Looking Forward to Juneteenth
On June 19, 1865, Union General Gordon Granger read General Order No. 3, which announced the emancipation of enslaved people in Texas, from a balcony in Galveston Texas, or so the story goes. It was two and a half years after Lincoln's Emancipation Proclamation went into effect and 2 months after the Civil War had ended. Even if the enslaved people of Galveston had already heard the news, without the presence of Union troops to enforce it, the proclamation was largely theoretical at that moment.* I assume I don’t have to tell you that the anniversary of that event is now a federal holiday.
I’ve been thinking about Juneteenth a lot lately. Over the last few years, I’ve come to think of Juneteenth and the Fourth of July as bookends, marking out a space of time to think about the unfinished promise of the American Revolution, a promise we are still struggling to fulfill. More so today than ever.
One of the questions Clint Smith grapples with in the section on Juneteenth in his amazing book, How the Word is Passed, is the perception that Juneteenth is only a “Black thing.” One of the participants in the celebration in Galveston, a white Civil War re-enactor who has played the role of General Granger since 2015, summed up what I believe: “…it’s not ‘a Black thing,’ it’s an American thing. This is the final bit of freedom for all of us. And that’s just so important.”

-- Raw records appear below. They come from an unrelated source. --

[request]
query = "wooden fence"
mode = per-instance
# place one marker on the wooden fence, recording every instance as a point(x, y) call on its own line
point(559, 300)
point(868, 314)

Back in February, when I was reading my way through Black History month and visiting the George Washington Carver Museum in Austin, Texas , I told myself that we needed to find a Juneteenth celebration to attend—the same way we seek out Memorial Day services.** That didn’t work out. On Juneteenth I’m going to be headed to Minnesota to attend my college reunion. Unless there is a Juneteenth celebration in the Minneapolis airport, I’m going to miss out.
I think it is particularly important to mark that moment today. Since I won’t be attending a Juneteenth celebration in real life,*** I plan to re-read Annetter Gordon-Reed's equally amazing On Juneteenth on the plane.
If you attend a Juneteenth celebration, I’d love to hear about it.
*It is worth remembering that the Emancipation Proclamation only emancipated enslaved people in the rebelling states. Slavery was not abolished in the United States as a whole until the 13th Amendment was passed in December, 1865. Even then, there was a cross-your-fingers-behind-your back clause that allowed involuntary servitude as a a criminal punishment.
**We attended an excellent one this year in the Chicago suburb of Blue Island. It had a small town feel in all the best ways. Highlights included:
• Two elderly members of the local American Legion post served as the color guard—an interesting change from the more familiar use of Boy Scouts. It may have been an expedient decision, but it added depth from the first moment of the service.
• A roll call of all Blue Island residents who had died in foreign wars since the Spanish American war, read by the American Legion chaplain. Each name was followed by the silvery peal of a small bell. I choked up even though I knew none of them.
• An open invitation at the end of the service to anyone who had lost a soldier in the wars to lay a rose at the foot of the flag pole.
• Taps. Always a part of these services. Always heartbreaking.
But I digress.
***Probably. Though the Minneapolis airport could surprise me.